Türkiye’de halihazırda 40’tan fazla yapay zeka odaklı yüksek lisans ve doktora programı ile 30’un üzerinde üniversitede ileri analitik, yapay zeka ve robotik araştırma merkezleri bulunduğunu, ileride bu alanda uzmanlaşmış bir üniversitenin olabileceğini dile getiren Yılmaz, gelecek dönemde yapay zeka alanında 71 adet yeni ön lisans ve lisans programının açılmasının planlandığını, ayrıca alana özgü meslek standartlarıyla beceri haritalarının da çıkarıldığını bildirdi.
Cevdet Yılmaz, genç neslin çığır açan teknolojilere uyumunun çok önemli olduğunu, bu bağlamda Milli Eğitim Bakanlığının her kademede eğitim müfredatını, yapay zeka konularını da kapsayacak şekilde güncellediğini ve 81 ilde atölyeler açmaya devam ettiğini aktardı.

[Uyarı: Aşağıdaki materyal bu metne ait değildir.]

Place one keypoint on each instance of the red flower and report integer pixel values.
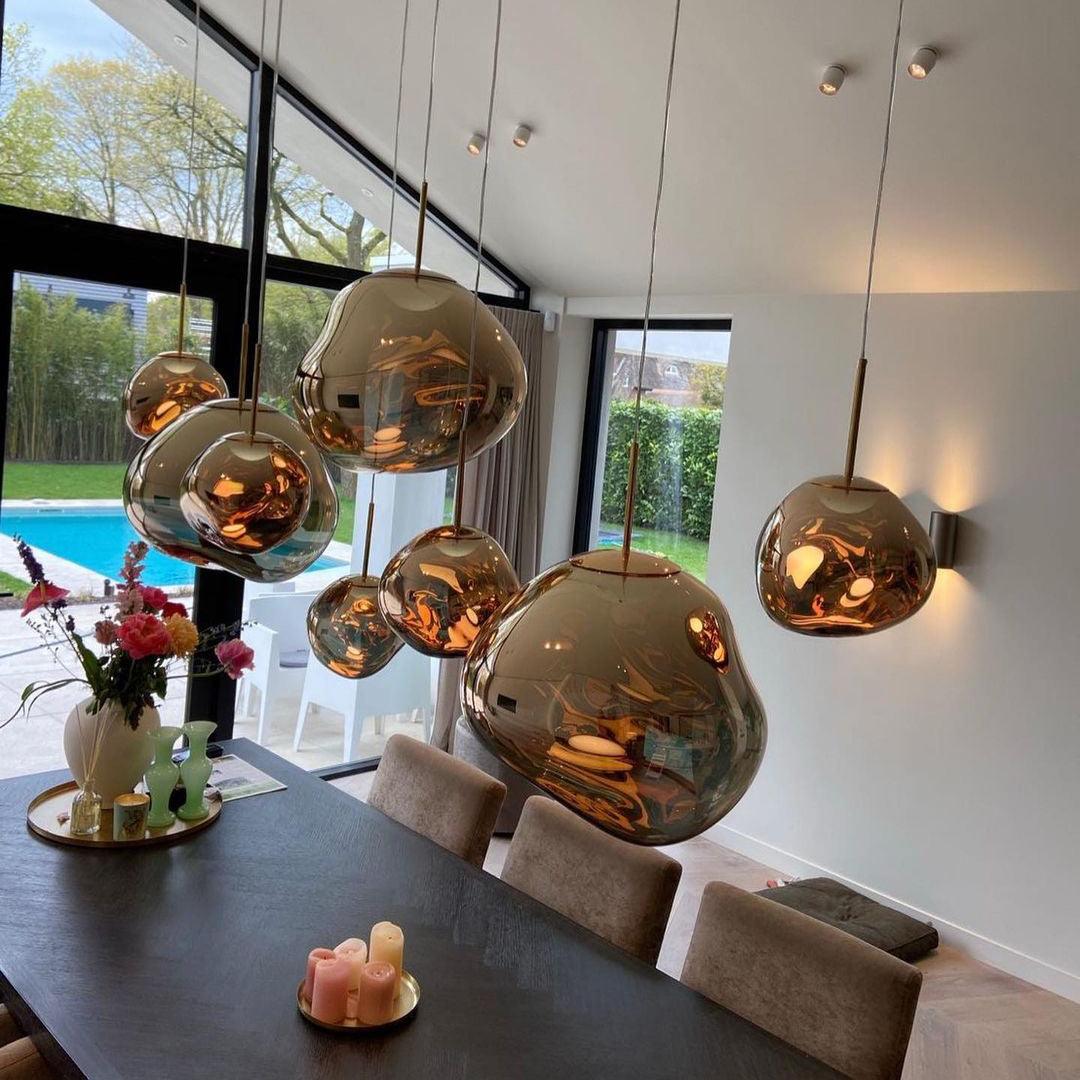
(153, 599)
(44, 592)
(144, 635)
(234, 657)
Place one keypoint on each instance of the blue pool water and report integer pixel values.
(97, 540)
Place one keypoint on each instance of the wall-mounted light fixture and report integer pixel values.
(943, 527)
(922, 63)
(832, 80)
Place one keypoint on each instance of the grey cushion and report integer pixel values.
(468, 747)
(882, 927)
(833, 996)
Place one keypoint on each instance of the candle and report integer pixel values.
(329, 996)
(313, 957)
(388, 945)
(378, 982)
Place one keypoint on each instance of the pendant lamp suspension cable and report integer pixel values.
(257, 365)
(628, 525)
(245, 329)
(397, 127)
(467, 401)
(191, 164)
(856, 396)
(427, 144)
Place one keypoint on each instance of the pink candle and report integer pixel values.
(313, 957)
(377, 984)
(329, 996)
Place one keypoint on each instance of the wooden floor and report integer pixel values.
(973, 1023)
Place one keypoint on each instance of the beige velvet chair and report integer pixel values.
(824, 991)
(618, 890)
(449, 801)
(18, 1058)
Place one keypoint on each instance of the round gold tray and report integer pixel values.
(408, 998)
(45, 811)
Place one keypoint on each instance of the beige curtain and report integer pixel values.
(502, 497)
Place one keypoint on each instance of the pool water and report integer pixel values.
(97, 540)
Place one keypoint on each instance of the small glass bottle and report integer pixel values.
(86, 810)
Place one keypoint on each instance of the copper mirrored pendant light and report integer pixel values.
(166, 386)
(613, 680)
(256, 500)
(441, 588)
(842, 555)
(445, 360)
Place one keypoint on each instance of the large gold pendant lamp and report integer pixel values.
(842, 555)
(450, 368)
(169, 385)
(613, 682)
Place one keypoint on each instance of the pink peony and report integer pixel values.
(153, 598)
(44, 592)
(234, 657)
(144, 635)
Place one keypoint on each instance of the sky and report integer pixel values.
(63, 28)
(692, 345)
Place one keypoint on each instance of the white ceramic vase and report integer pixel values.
(124, 754)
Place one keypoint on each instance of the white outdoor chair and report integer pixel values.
(279, 635)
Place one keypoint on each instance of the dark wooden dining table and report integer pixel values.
(183, 961)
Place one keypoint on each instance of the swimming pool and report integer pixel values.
(96, 538)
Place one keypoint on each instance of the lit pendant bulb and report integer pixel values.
(442, 588)
(619, 689)
(246, 494)
(347, 631)
(837, 559)
(165, 387)
(386, 382)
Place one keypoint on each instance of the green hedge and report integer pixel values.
(676, 469)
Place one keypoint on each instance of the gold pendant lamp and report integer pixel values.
(842, 555)
(444, 361)
(166, 386)
(613, 682)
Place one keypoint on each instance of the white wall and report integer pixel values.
(935, 763)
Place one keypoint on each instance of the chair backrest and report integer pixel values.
(616, 889)
(449, 801)
(828, 994)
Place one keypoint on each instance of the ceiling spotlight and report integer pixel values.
(922, 63)
(832, 80)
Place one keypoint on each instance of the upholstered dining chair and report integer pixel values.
(18, 1058)
(428, 791)
(833, 996)
(619, 891)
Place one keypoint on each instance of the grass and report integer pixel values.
(689, 553)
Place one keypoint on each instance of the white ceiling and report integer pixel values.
(770, 185)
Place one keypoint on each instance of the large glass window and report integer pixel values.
(682, 408)
(95, 118)
(66, 449)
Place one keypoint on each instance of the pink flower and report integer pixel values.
(234, 657)
(144, 635)
(153, 598)
(44, 592)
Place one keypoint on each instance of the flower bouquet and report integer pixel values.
(140, 643)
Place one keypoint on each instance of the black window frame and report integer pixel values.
(42, 242)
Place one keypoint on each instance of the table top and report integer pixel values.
(184, 960)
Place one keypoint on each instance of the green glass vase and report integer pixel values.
(196, 770)
(161, 777)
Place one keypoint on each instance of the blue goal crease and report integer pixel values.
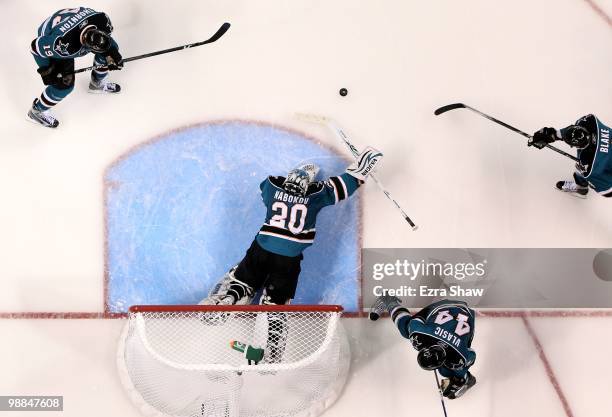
(181, 210)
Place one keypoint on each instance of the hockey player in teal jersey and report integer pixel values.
(442, 333)
(594, 169)
(272, 263)
(65, 35)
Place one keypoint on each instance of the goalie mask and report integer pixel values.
(96, 40)
(432, 357)
(578, 137)
(297, 182)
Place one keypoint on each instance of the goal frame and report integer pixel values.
(323, 308)
(334, 330)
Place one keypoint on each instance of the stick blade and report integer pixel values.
(312, 118)
(220, 32)
(449, 107)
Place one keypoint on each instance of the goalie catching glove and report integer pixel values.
(365, 163)
(385, 304)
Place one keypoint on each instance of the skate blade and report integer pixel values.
(575, 195)
(112, 93)
(29, 119)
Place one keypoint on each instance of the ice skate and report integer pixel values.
(43, 118)
(572, 188)
(103, 86)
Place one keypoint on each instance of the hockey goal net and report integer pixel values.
(193, 360)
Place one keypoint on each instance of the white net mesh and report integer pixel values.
(180, 363)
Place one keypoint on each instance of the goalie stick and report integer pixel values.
(454, 106)
(342, 136)
(220, 32)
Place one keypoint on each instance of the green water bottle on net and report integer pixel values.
(251, 353)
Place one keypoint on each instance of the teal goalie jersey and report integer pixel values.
(290, 224)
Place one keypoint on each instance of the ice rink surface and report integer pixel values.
(465, 181)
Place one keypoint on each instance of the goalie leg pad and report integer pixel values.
(229, 290)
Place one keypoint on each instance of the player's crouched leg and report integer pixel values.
(455, 386)
(57, 89)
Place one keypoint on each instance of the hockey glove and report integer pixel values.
(383, 304)
(543, 137)
(365, 163)
(114, 60)
(48, 74)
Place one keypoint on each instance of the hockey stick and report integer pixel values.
(224, 27)
(342, 136)
(454, 106)
(441, 395)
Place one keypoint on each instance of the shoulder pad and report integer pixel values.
(277, 180)
(314, 188)
(589, 122)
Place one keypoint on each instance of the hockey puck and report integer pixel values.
(602, 265)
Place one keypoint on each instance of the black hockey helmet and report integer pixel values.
(432, 357)
(578, 137)
(96, 40)
(297, 182)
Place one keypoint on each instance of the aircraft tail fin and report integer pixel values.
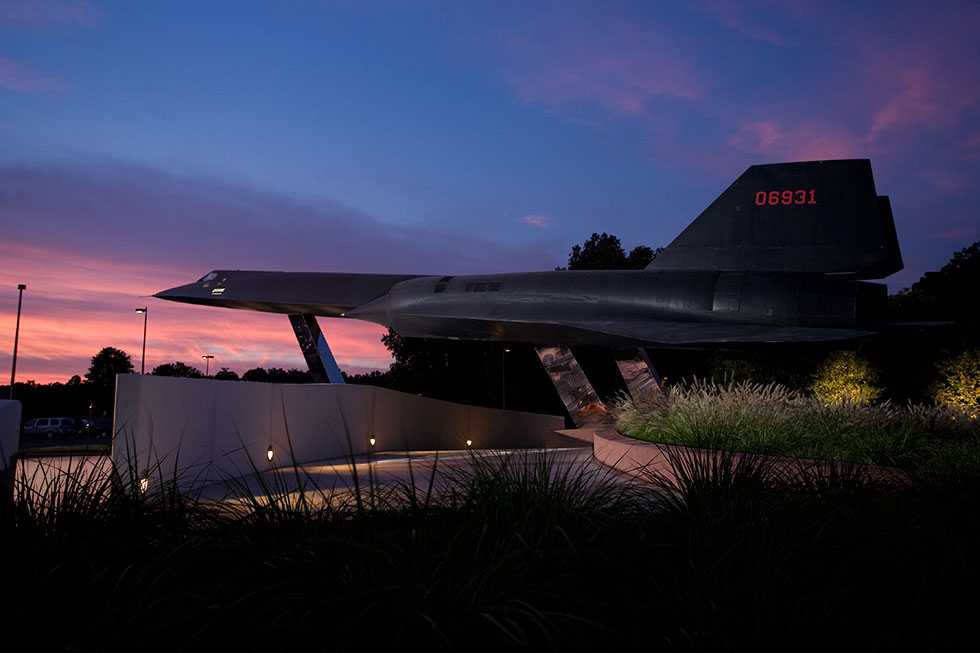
(815, 216)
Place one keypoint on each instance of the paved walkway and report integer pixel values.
(396, 471)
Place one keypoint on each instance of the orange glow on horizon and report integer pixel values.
(75, 305)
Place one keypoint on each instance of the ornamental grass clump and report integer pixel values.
(771, 419)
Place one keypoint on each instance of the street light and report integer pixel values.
(503, 377)
(143, 356)
(21, 287)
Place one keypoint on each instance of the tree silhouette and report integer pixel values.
(177, 368)
(256, 374)
(106, 365)
(944, 295)
(605, 252)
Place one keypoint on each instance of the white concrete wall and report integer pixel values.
(210, 429)
(9, 431)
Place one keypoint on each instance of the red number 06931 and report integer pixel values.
(774, 197)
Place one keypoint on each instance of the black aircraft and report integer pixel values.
(783, 255)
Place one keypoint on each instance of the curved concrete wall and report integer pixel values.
(10, 431)
(210, 429)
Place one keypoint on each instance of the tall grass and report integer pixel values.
(771, 419)
(512, 551)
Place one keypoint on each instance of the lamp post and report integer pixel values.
(143, 355)
(21, 287)
(503, 377)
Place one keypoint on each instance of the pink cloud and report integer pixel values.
(76, 12)
(536, 220)
(16, 76)
(94, 243)
(75, 305)
(748, 19)
(806, 141)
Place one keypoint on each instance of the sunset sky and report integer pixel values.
(143, 144)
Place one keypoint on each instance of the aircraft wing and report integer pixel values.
(663, 332)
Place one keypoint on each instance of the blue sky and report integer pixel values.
(443, 137)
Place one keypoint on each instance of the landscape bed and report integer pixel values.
(518, 552)
(772, 420)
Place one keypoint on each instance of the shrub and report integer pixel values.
(959, 387)
(845, 377)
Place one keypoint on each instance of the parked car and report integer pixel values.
(51, 426)
(98, 427)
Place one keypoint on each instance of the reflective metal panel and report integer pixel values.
(638, 372)
(578, 395)
(316, 351)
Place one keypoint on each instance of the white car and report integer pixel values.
(51, 426)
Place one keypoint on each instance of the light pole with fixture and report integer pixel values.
(21, 287)
(143, 355)
(503, 377)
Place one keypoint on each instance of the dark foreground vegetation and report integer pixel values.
(522, 553)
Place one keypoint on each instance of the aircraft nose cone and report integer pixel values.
(178, 293)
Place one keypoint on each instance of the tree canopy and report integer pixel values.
(605, 252)
(947, 294)
(177, 368)
(106, 365)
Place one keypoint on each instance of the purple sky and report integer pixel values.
(142, 146)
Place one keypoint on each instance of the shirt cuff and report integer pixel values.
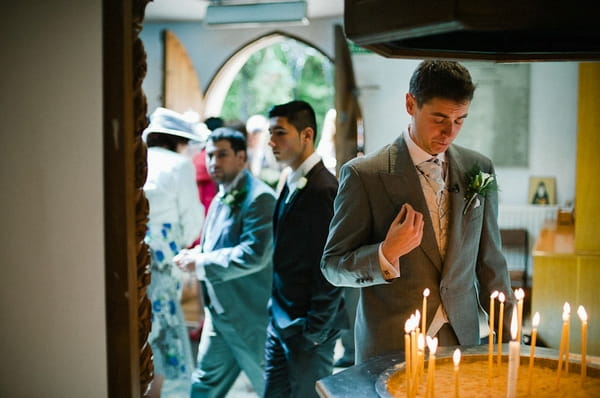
(389, 270)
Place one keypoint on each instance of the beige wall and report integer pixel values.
(52, 315)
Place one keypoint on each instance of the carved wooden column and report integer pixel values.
(128, 311)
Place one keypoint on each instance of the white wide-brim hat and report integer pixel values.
(167, 121)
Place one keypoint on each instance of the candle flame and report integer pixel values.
(513, 325)
(519, 294)
(421, 342)
(582, 314)
(432, 344)
(456, 357)
(536, 320)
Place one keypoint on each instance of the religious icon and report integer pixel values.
(542, 191)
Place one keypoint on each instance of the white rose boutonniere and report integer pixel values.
(301, 183)
(478, 183)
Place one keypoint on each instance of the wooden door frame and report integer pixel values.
(128, 312)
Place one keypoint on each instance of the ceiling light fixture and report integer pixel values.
(251, 14)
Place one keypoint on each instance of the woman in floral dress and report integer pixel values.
(175, 221)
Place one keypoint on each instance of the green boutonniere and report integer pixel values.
(478, 183)
(233, 198)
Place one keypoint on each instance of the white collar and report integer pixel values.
(305, 167)
(417, 154)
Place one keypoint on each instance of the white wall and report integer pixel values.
(383, 84)
(52, 312)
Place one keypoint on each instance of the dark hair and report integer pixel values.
(165, 140)
(214, 122)
(441, 79)
(299, 114)
(235, 138)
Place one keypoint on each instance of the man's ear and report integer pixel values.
(411, 104)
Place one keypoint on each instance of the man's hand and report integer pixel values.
(185, 260)
(404, 234)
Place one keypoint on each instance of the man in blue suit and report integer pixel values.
(307, 312)
(401, 224)
(234, 263)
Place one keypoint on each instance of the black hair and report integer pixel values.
(441, 79)
(214, 122)
(235, 138)
(298, 113)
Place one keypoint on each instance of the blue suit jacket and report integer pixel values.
(303, 302)
(372, 191)
(237, 257)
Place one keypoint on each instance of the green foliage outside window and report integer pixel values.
(280, 73)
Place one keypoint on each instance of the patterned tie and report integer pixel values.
(434, 174)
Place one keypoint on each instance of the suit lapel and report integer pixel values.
(456, 223)
(402, 185)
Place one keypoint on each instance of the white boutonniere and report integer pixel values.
(233, 198)
(479, 183)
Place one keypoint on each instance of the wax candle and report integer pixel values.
(430, 389)
(564, 345)
(583, 317)
(501, 299)
(519, 295)
(534, 324)
(424, 315)
(514, 358)
(407, 352)
(420, 356)
(491, 336)
(456, 360)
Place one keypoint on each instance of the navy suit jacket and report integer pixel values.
(303, 302)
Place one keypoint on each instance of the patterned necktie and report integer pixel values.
(433, 172)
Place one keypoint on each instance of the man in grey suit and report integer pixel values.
(401, 224)
(234, 262)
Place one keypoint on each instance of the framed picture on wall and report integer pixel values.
(542, 190)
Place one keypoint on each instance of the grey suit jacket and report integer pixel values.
(372, 190)
(237, 249)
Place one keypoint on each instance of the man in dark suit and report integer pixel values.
(234, 263)
(306, 311)
(401, 224)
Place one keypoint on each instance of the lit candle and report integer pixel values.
(407, 351)
(456, 360)
(424, 318)
(519, 295)
(564, 341)
(501, 299)
(583, 316)
(534, 323)
(420, 355)
(491, 336)
(430, 390)
(514, 358)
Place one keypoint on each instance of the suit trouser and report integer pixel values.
(291, 370)
(351, 296)
(222, 354)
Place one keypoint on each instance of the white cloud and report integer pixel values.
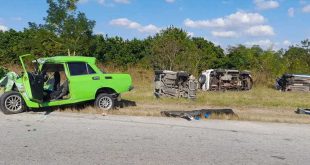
(236, 24)
(17, 18)
(105, 2)
(265, 44)
(287, 43)
(122, 1)
(260, 30)
(124, 22)
(291, 12)
(190, 34)
(306, 9)
(266, 4)
(224, 34)
(170, 1)
(3, 28)
(238, 19)
(83, 1)
(101, 2)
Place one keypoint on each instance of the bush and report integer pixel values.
(3, 72)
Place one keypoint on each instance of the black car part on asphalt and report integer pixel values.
(197, 114)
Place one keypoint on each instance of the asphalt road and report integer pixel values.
(64, 138)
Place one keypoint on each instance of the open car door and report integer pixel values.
(33, 80)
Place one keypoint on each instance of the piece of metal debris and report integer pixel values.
(197, 114)
(303, 111)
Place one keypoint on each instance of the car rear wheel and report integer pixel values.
(12, 102)
(104, 102)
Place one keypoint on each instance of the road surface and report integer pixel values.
(66, 138)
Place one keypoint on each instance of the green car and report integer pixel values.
(60, 80)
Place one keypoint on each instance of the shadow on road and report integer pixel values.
(80, 107)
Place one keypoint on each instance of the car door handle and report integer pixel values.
(96, 78)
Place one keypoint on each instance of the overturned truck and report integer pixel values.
(293, 82)
(175, 84)
(224, 79)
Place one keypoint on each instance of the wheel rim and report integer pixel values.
(105, 103)
(13, 103)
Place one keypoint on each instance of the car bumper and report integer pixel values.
(130, 88)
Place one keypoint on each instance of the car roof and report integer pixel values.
(61, 59)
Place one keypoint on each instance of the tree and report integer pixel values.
(72, 27)
(209, 55)
(172, 49)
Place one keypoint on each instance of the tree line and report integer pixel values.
(67, 31)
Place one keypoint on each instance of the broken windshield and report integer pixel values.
(29, 63)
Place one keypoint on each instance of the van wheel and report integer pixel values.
(104, 102)
(12, 102)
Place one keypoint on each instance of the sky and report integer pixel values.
(269, 23)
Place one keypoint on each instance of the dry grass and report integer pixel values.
(260, 104)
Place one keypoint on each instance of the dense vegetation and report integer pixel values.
(67, 31)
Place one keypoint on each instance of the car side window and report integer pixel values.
(80, 68)
(90, 69)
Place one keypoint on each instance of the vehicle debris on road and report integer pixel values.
(197, 114)
(293, 82)
(175, 84)
(303, 111)
(225, 79)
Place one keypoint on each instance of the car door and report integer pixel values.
(83, 81)
(33, 80)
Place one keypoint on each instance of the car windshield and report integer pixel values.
(31, 64)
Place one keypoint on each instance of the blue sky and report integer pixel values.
(269, 23)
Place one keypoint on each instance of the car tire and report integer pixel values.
(12, 103)
(104, 102)
(202, 79)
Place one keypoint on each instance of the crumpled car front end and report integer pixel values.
(10, 81)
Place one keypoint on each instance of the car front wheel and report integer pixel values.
(12, 102)
(104, 102)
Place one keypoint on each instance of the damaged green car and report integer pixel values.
(60, 80)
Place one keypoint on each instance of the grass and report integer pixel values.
(259, 104)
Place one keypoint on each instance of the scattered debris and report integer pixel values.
(104, 114)
(175, 84)
(293, 82)
(224, 79)
(197, 114)
(303, 111)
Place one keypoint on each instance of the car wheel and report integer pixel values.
(12, 102)
(104, 102)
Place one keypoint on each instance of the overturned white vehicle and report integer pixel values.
(225, 79)
(293, 82)
(175, 84)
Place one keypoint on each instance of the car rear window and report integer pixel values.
(80, 68)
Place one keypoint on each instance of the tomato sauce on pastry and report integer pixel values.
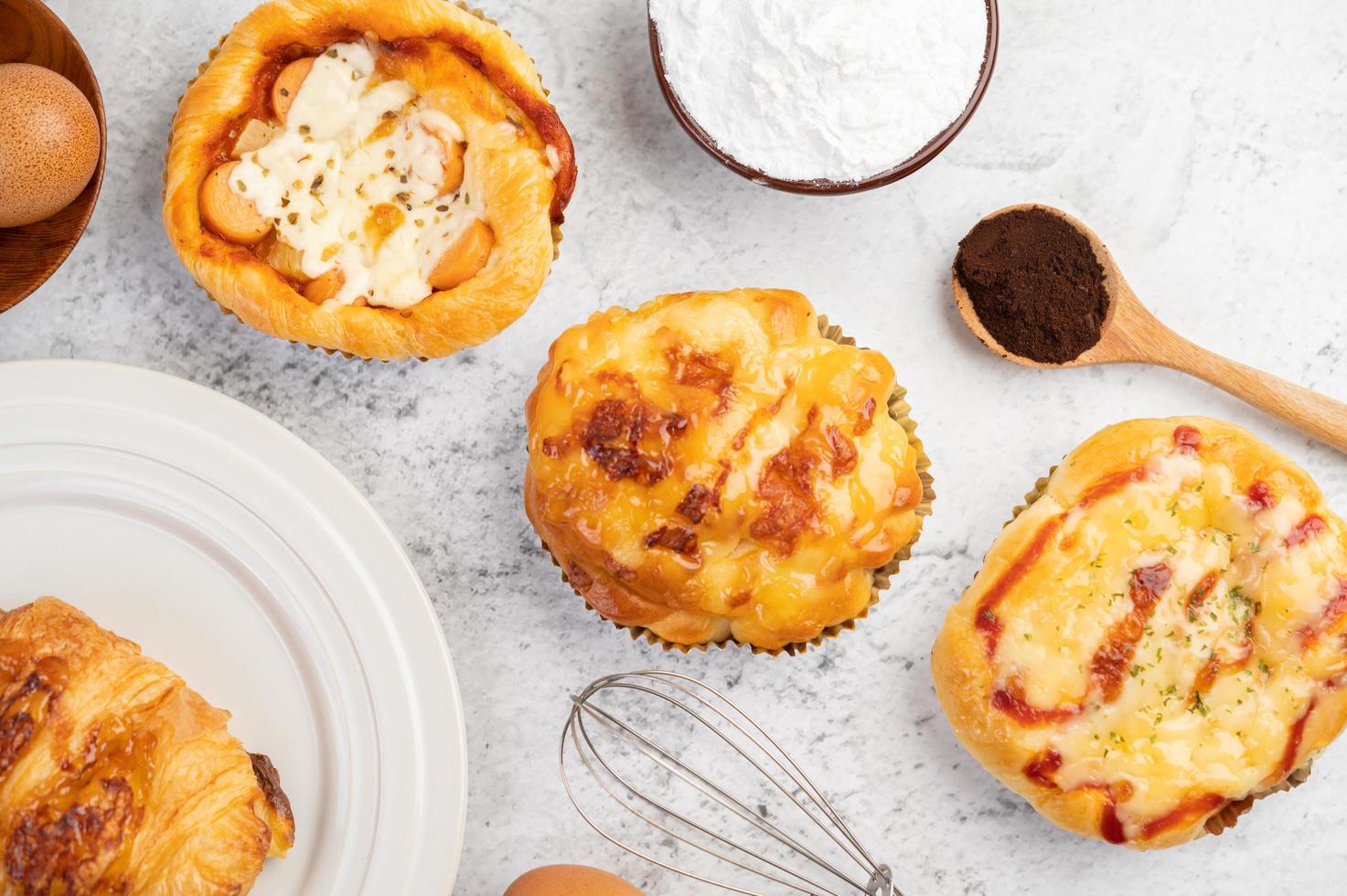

Yılmaz, Cumhurbaşkanlığı Dijital Dönüşüm Ofisinin başlattığı Dijital Genç Yapay Zeka Ekosistemi projesiyle, üniversitelerdeki yapay zeka ile ilgili öğrenci kulüplerinin tek bir çatı altında toplanmasını ve gençlerin uygulamaya dayalı eğitimler, yarışmalar ve eğitim sonrası kariyer destekleriyle çalışmalarını daha ileriye taşımayı hedeflediklerini belirtti.
Yapay zeka ekosisteminin gelişimini çok önemsediklerini, TÜBİTAK’ın hayata geçirdiği yapay zeka ekosistem çağrılarıyla özel sektör ve akademiyi, yapay zeka odaklı çalışmalarda bir araya getirip ortak çalışmaları desteklediklerini bildiren Yılmaz, “Ülkemizde halihazırda yaklaşık 750 yapay zeka odaklı girişim startup var ve kamu destekleri sayesinde bu sayının önümüzdeki dönemde hızla artmasını bekliyoruz.” ifadesini kullandı.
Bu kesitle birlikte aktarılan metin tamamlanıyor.